Opinion
No. 18-2296
07-09-2019
Craig Peyton Gaumer, Assistant U.S. Attorney, U.S. ATTORNEY'S OFFICE, Des Moines, IA, for Plaintiff-Appellee. Joseph Gilbert Bertogli, Des Moines, IA, for Defendant-Appellant. Kristopher Joseph Nation, Des Moines, IA, pro se.
Craig Peyton Gaumer, Assistant U.S. Attorney, U.S. ATTORNEY'S OFFICE, Des Moines, IA, for Plaintiff-Appellee.
Joseph Gilbert Bertogli, Des Moines, IA, for Defendant-Appellant.
Kristopher Joseph Nation, Des Moines, IA, pro se.
Before SHEPHERD, MELLOY, and GRASZ, Circuit Judges.
MELLOY, Circuit Judge.
In 2018, Defendant Kristopher Nation pled guilty to possession with intent to distribute methamphetamine, cocaine, and marijuana, in violation of 21 U.S.C. § 841(a)(1). See also id. § 841(b)(1) (listing the penalties for such possession). A presentence investigation report identified him as a career offender with a range of 262 to 327 months’ imprisonment under the U.S. Sentencing Guidelines ("Guidelines"). The district court varied downward from that range and sentenced Nation to a term of 188 months. He appeals, arguing that the district court erred in calculating his base offense level and that his sentence is substantively unreasonable. We affirm.

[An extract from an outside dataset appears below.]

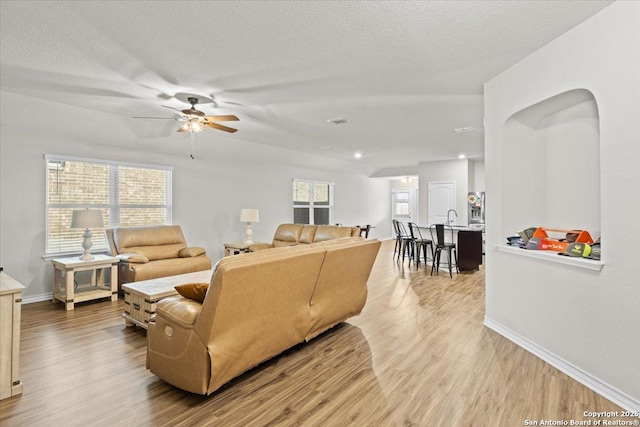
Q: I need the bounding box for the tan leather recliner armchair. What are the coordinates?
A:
[249,224,360,252]
[106,225,211,288]
[147,237,380,394]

The Honorable Stephanie M. Rose, United States District Judge for the Southern District of Iowa.
Nation argues that the district court erroneously calculated his base offense level because it utilized the 10-to-1 ratio between actual methamphetamine and methamphetamine mixture employed by the Drug Conversion Tables in the commentary to section 2D1.1 of the Guidelines. We disagree. The district court expressly determined Nation’s base offense level by applying the career-offender guidelines in section 4B1.1, not the Drug Conversion Tables. Nation’s argument, therefore, is misplaced. Cf. United States v. Gray, 577 F.3d 947, 949–50 (8th Cir. 2009) (rejecting a similar argument involving section 2D1.1’s 100-to-1 crack-to-powder ratio because the defendant’s "offense level was determined by the career-offender guideline," not the crack-cocaine guidelines); United States v. LeGrand, 468 F.3d 1077, 1082 (8th Cir. 2006) (rejecting a challenge to the application of certain guideline enhancements under section 2D1.1 because the district court properly determined that the defendant’s base offense level was determined under the career-offender guidelines).
Nation also argues that his sentence is substantively unreasonable "because a lesser sentence would have been sufficient punishment under the circumstances." We have said that "it is nearly inconceivable" that a district court could abuse its discretion by not varying downward further than it already did. United States v. Ali, 799 F.3d 1008, 1033 (8th Cir. 2015) (citation omitted). Indeed, "a sentence below or within the Guidelines range is presumptively reasonable on appeal." United States v. Canania, 532 F.3d 764, 773 (8th Cir. 2008). Seeing nothing in the record to rebut that presumption, we hold that Nation’s sentence is substantively reasonable.
Accordingly, we affirm the judgment of the district court.